Supported Entity Types

The system detects 50+ entity types across these categories:

RegionEntity Types
GlobalEmail, Phone, Person Name, Organization, Location, Date/Time, URL, Credit Card, Crypto Wallet, IBAN, IP Address, MAC Address, Medical License
USASSN, Bank Number, Driver License, ITIN, Passport, Medicare ID, NPI
UKNHS Number, NINO
EuropeSpanish NIF/NIE, Italian Fiscal Code/Driver License/VAT/Passport/ID, Polish PESEL, Finnish Identity Code
Asia-PacificSingapore NRIC/UEN, Australian ABN/ACN/TFN/Medicare, Indian PAN/Aadhaar/Passport/GSTIN, Korean identifiers, Thai TNIN
SecretsAPI Keys, Access Tokens, Passwords, Private Keys

What Users See

Redacted Message

When a message is redacted, the sensitive parts are replaced with [REDACTED] before the AI sees them. The conversation continues normally — you may notice redacted placeholders if you review the message.

Blocked Message

When a message is blocked, you'll see a red alert with:

  • A "Message Blocked" heading
  • Badges showing which entity types were detected (e.g., PRIVATE_KEY)
  • A Use redacted version button that resubmits your message with the sensitive content removed

Limitations

  • Detection works best with English text.

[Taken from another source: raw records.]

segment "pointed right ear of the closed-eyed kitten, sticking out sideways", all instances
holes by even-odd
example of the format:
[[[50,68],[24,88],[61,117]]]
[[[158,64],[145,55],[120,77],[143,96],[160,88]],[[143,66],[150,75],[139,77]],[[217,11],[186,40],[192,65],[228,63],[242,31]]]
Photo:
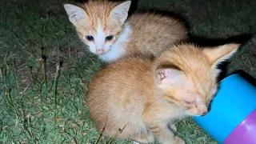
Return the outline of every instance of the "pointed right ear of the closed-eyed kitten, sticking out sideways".
[[[230,43],[222,46],[217,46],[212,49],[206,48],[203,51],[206,54],[211,68],[215,68],[219,63],[230,58],[239,48],[240,44]]]

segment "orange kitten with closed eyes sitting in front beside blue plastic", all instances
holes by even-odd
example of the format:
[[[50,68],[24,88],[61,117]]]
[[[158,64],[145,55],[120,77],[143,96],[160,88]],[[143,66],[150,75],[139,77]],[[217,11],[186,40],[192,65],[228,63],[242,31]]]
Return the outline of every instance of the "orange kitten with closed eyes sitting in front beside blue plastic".
[[[90,117],[103,134],[135,142],[185,143],[172,120],[205,115],[217,91],[217,65],[238,44],[199,49],[170,46],[154,61],[127,57],[100,70],[86,98]]]

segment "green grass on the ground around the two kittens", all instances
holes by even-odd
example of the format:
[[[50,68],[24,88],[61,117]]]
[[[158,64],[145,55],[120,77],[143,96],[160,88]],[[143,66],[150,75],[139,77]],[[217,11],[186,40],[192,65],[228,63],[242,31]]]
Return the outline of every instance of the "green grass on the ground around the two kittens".
[[[256,33],[253,0],[140,0],[138,9],[182,14],[190,32],[207,38]],[[0,143],[107,143],[83,105],[88,83],[104,63],[82,45],[62,2],[0,0]],[[227,73],[256,78],[255,38],[229,62]],[[216,143],[190,118],[178,122],[187,143]],[[116,141],[115,143],[130,143]]]

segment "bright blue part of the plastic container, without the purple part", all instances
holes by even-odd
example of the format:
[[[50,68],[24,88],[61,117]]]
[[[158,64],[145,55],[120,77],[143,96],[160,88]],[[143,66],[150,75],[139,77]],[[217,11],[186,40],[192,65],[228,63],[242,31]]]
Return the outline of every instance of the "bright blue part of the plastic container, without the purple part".
[[[206,133],[223,143],[227,136],[256,109],[256,88],[239,74],[222,80],[208,114],[194,117]]]

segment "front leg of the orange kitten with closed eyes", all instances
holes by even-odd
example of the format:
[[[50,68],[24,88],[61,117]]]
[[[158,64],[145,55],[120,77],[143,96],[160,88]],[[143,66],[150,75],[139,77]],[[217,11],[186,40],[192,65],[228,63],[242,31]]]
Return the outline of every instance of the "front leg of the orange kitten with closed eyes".
[[[175,126],[176,127],[176,126]],[[150,131],[162,144],[185,144],[182,138],[174,136],[166,124],[156,124],[150,126]]]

Other languages may have reduced entity coverage.
  • The allow list uses case-insensitive substring matching — an allow list entry of "john" would also allow "johnson" to pass through.
  • Only text content in messages is evaluated. Images are not scanned.
  • If the detection service is temporarily unavailable, the system continues to operate with basic pattern-based detection only (covering private keys, API keys, tokens, and passwords).